O mesmo autor relacionou algumas percepções sobre a imagem do Brasil, resultantes de pesquisas realizadas no exterior. Nas avaliações, prevaleceu a ideia de que o Brasil é sinônimo de: férias; exotismo; beleza natural, variedade de atrações, feriados e pontos históricos de interesse; mulheres e homens bonitos; futebol, carnaval e samba; clima maravilhoso; um país carismático, divertido, bem humorado e apaixonado; um lugar em que ninguém trabalha; uma nação de economia pobre e com desigualdades; um país com níveis baixos de educação e de segurança; um país com escândalos e corrupção; um país que poderia contribuir muito mais para o mundo, ser mais aberto e ter mais cooperação internacional; um país que enfrenta sérias questões sobre governança e meio ambiente. 
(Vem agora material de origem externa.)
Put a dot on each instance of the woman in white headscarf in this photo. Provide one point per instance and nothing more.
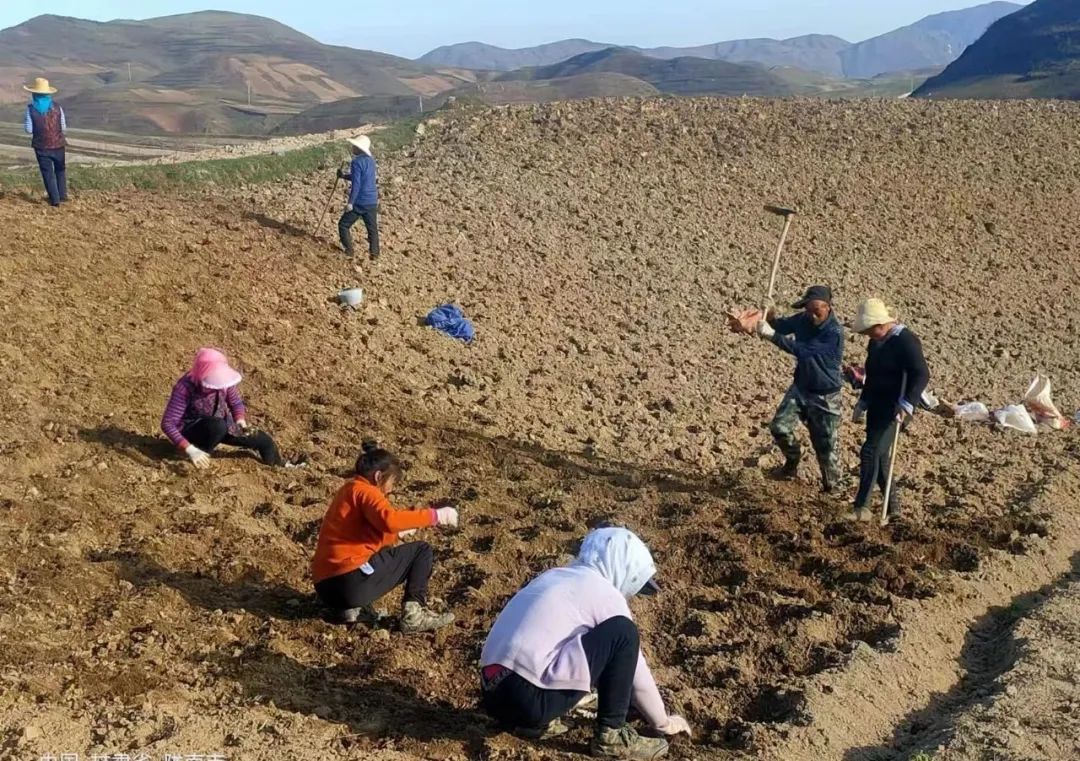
(569, 632)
Embora muitas dessas percepções se confirmam, quem realmente conhece o Brasil sabe que além da beleza natural, da diversão e até mesmo da veia corruptiva herdada historicamente, o País exerce influência em vários outros segmentos: na Ciência, na criatividade, na diversidade cultural, na agricultura, entre outros. Afinal, você consegue imaginar o Brasil sem a energia contagiante e acolhedora do seu povo? Sem a capacidade de se reinventar perante o caos social e econômico? Sem seus rios, praias e florestas? Esse não seria o nosso Brasil.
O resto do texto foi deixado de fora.